In the modern age of computers designers moved to doing designs using CAD software.   The companies then needed to get the CAD output onto the punch card so the designs could be used the machines which had no computer interface retrofit.   A computer interface retrofit was placed on the punch to emulate the master punch card and it produced a punch card copy of the CAD output.

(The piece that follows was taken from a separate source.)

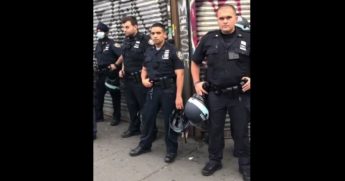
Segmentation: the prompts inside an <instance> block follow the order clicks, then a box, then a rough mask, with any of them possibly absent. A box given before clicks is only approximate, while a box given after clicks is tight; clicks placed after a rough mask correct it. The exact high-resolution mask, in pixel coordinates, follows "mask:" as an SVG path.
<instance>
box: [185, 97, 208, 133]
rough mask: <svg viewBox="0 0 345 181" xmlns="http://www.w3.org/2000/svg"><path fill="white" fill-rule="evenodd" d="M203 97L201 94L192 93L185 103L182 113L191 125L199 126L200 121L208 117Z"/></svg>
mask: <svg viewBox="0 0 345 181" xmlns="http://www.w3.org/2000/svg"><path fill="white" fill-rule="evenodd" d="M204 99H205V98H204V97H202V96H199V95H197V94H193V96H192V97H190V98H189V99H188V101H187V103H186V105H185V108H184V115H185V116H186V118H187V119H188V120H189V121H190V124H191V125H193V126H196V127H201V125H202V123H203V122H204V121H206V120H208V118H209V112H208V109H207V107H206V104H205V100H204Z"/></svg>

We also had a machine which could read in old designs optically from paper cards and store them on a computer.    That way companies could edit or archive all designs from their design libraries stored on paper tapes.   I'm sure you remember these were large heavy reels of thick paper which took up a very large storage space.
Send:     . .- .-. - .... / - --- / --. --- .-. -
According to the water analogy of electricity, transistor leakage is caused by holes.

PRR

Quote from: matopotato on September 12, 2023, 04:17:15 AM...using paper tapes with punched holes that could be re-fed back to read program instructions. Sort of a step up from punch cards.

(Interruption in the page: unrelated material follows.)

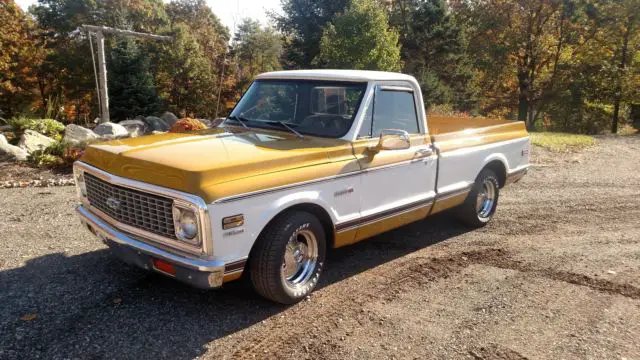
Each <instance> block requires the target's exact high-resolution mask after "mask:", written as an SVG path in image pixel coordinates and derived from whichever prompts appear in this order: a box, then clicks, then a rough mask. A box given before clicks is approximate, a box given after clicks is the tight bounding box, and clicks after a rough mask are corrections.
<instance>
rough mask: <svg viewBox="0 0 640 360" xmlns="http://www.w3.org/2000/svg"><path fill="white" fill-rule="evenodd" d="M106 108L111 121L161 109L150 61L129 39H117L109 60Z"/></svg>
mask: <svg viewBox="0 0 640 360" xmlns="http://www.w3.org/2000/svg"><path fill="white" fill-rule="evenodd" d="M109 60H110V62H109V65H110V67H109V78H108V80H109V103H110V104H109V108H110V113H111V114H110V115H111V117H112V119H118V120H124V119H131V118H134V117H135V116H136V115H148V114H153V113H156V112H158V111H159V110H160V99H159V98H158V95H157V94H156V86H155V83H154V79H153V76H152V74H151V72H150V71H149V58H148V57H147V56H146V55H145V54H144V53H141V52H140V49H139V47H138V46H137V44H136V42H135V41H134V40H133V39H131V38H119V39H118V40H116V46H115V48H113V49H112V50H111V51H110V58H109Z"/></svg>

Different industries came together.

Punchcards go to Jacquard looms and their ancestors. Hollerith (and others!) used the idea for like Census Data. Make a card for every person. How many people 43 years old? How many doctors, butchers? Electric contacts kicked-out cards with the desired hole, counters totalized the data.

Paper tape has many mothers but the big electrical use was telegraph TeleType. Telegraphy was all hand-work. Printing telegraphs and keyboard telegraphs evolved but what was really needed was "notepad", intermediate storage needing no code-skill to capture and re-send telegraphs. A real network needs a store-and-forward network node, so you take a combined feed and then split it out to the several destinations.

The card and tape hardware was VERY developed before you could rub 1,300 vacuum tubes together to do a "computer". Lots of data processing could be done with card-sorts and plug-bays, my uncle did that for a national church, publishing and budgeting.